Par ailleurs, les associations sportives peuvent bénéficier de nombreuses exonérations spécifiques prévues par le Code général des impôts. Ces exonérations concernent notamment :
- Les recettes tirées de 6 manifestations de bienfaisance ou de soutien par an
- Les recettes des cantines et buvettes dans certaines limites
- Les cotisations des membres
- Les subventions publiques
Enfin, il faut souligner que le régime fiscal dépend beaucoup de la nature des activités exercées par l’association sportive. Une distinction importante est faite entre les activités d’enseignement et d’encadrement sportif d’une part, et les prestations annexes d’autre part (vente de matériel, organisation de voyages, etc.).
L’impôt sur les sociétés et les associations sportives
L’impôt sur les sociétés (IS) est l’un des principaux impôts commerciaux auxquels peuvent être soumises les associations sportives. En principe, les associations à but non lucratif en sont exonérées. Toutefois, elles peuvent y être assujetties dans certains cas :
– Si elles exercent des activités lucratives au sens fiscal
– Si elles perçoivent certains revenus du patrimoine (revenus fonciers, revenus de capitaux mobiliers)

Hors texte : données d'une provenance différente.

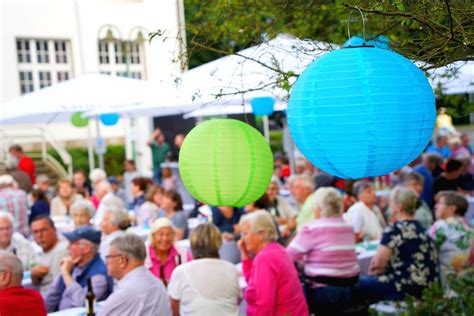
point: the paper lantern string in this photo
(363, 27)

Concernant les activités lucratives, l’administration fiscale applique la règle dite de « prépondérance« . Si les activités non lucratives restent prépondérantes, seules les activités lucratives seront imposées à l’IS. En revanche, si les activités lucratives deviennent prépondérantes, c’est l’ensemble des activités de l’association qui sera soumis à l’IS.

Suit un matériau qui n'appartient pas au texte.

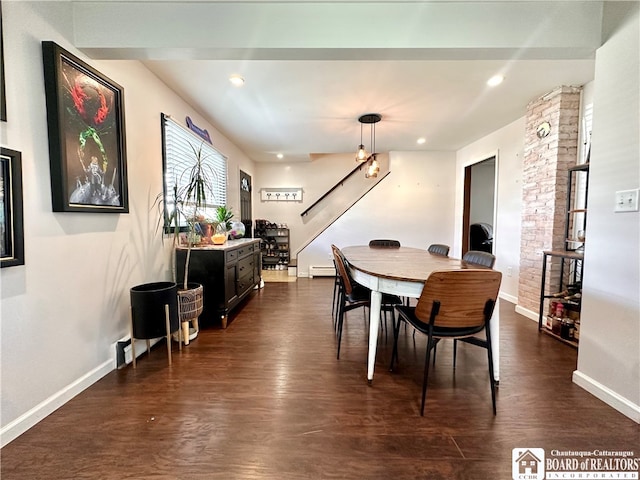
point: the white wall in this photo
(62, 311)
(315, 177)
(414, 205)
(507, 144)
(609, 354)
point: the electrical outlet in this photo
(626, 201)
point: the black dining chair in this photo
(384, 243)
(352, 295)
(476, 257)
(439, 249)
(455, 304)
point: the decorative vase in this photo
(220, 236)
(148, 309)
(237, 230)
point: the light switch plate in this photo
(626, 201)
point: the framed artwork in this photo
(85, 120)
(11, 223)
(3, 94)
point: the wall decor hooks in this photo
(292, 194)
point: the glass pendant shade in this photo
(362, 154)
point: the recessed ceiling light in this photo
(495, 80)
(236, 80)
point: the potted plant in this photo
(222, 219)
(188, 201)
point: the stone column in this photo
(544, 187)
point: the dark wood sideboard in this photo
(227, 272)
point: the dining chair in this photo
(336, 295)
(454, 304)
(439, 249)
(477, 257)
(352, 295)
(384, 243)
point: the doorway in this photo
(245, 204)
(479, 206)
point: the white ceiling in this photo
(308, 80)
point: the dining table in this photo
(402, 271)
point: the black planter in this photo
(148, 309)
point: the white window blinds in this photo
(178, 157)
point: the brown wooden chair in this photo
(352, 295)
(439, 249)
(455, 304)
(384, 243)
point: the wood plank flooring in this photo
(267, 399)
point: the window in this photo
(178, 145)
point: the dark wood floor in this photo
(266, 398)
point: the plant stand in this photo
(190, 304)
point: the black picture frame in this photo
(3, 92)
(11, 220)
(85, 120)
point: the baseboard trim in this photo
(608, 396)
(24, 422)
(527, 313)
(508, 298)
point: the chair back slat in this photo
(341, 266)
(439, 249)
(462, 295)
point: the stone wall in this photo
(544, 187)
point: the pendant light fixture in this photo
(362, 156)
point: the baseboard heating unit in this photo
(321, 271)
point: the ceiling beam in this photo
(164, 30)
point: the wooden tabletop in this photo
(404, 263)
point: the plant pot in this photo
(148, 309)
(190, 304)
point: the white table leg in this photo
(495, 340)
(374, 328)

Il existe toutefois des franchises et seuils qui permettent aux petites associations sportives d’échapper à l’imposition :
- Franchise des activités lucratives accessoires : exonération si les recettes d’activités lucratives n’excèdent pas 72 432 € par an
- Seuil de la franchise des impôts commerciaux : 73 518 € de recettes d’activités lucratives
Au-delà de ces seuils, l’association devra sectoriser ses activités lucratives ou créer une filiale commerciale pour les exercer.
Le taux d’IS applicable aux associations est en principe le taux normal de 25%. Cependant, un taux réduit de 15% s’applique sur la première tranche de 38 120 € de bénéfice pour les associations dont le chiffre d’affaires est inférieur à 10 millions d’euros.
Exemple pratique
Un club de tennis perçoit 100 000 € de cotisations, 50 000 € de recettes de son école de tennis, et 30 000 € de ventes d’articles de sport. Seules ces dernières sont considérées comme lucratives. Le club bénéficiera de la franchise des activités lucratives accessoires car 30 000 € < 72 432 €. Il ne sera donc pas soumis à l'IS.

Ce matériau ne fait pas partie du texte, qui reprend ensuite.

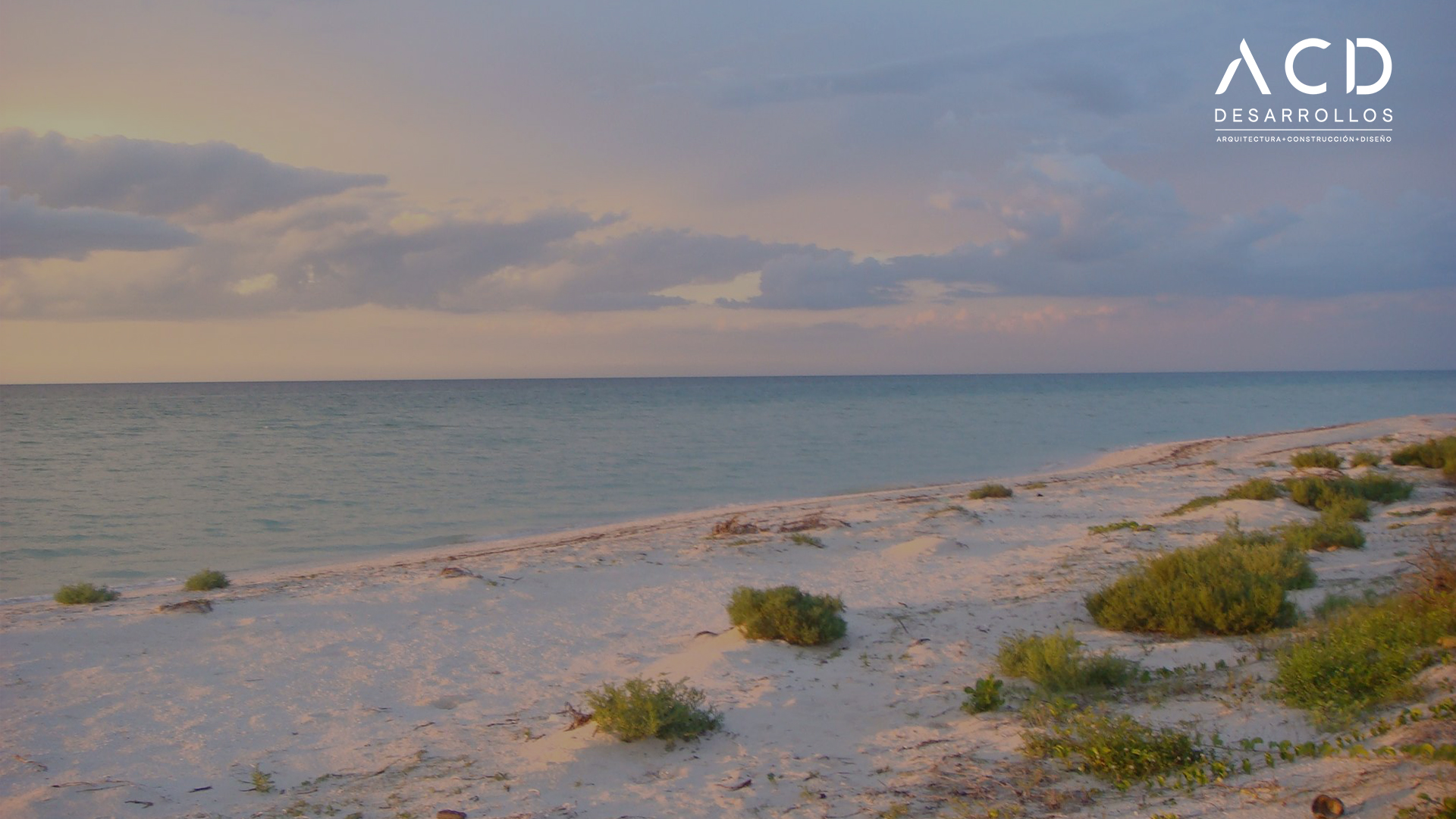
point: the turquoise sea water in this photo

La TVA et les associations sportives
La taxe sur la valeur ajoutée (TVA) est un autre impôt commercial majeur auquel peuvent être assujetties les associations sportives. Comme pour l’IS, le principe est l’exonération pour les activités non lucratives. Mais dès lors qu’une association réalise des opérations entrant dans le champ d’application de la TVA et ne bénéficiant pas d’une exonération spécifique, elle devient redevable de la taxe.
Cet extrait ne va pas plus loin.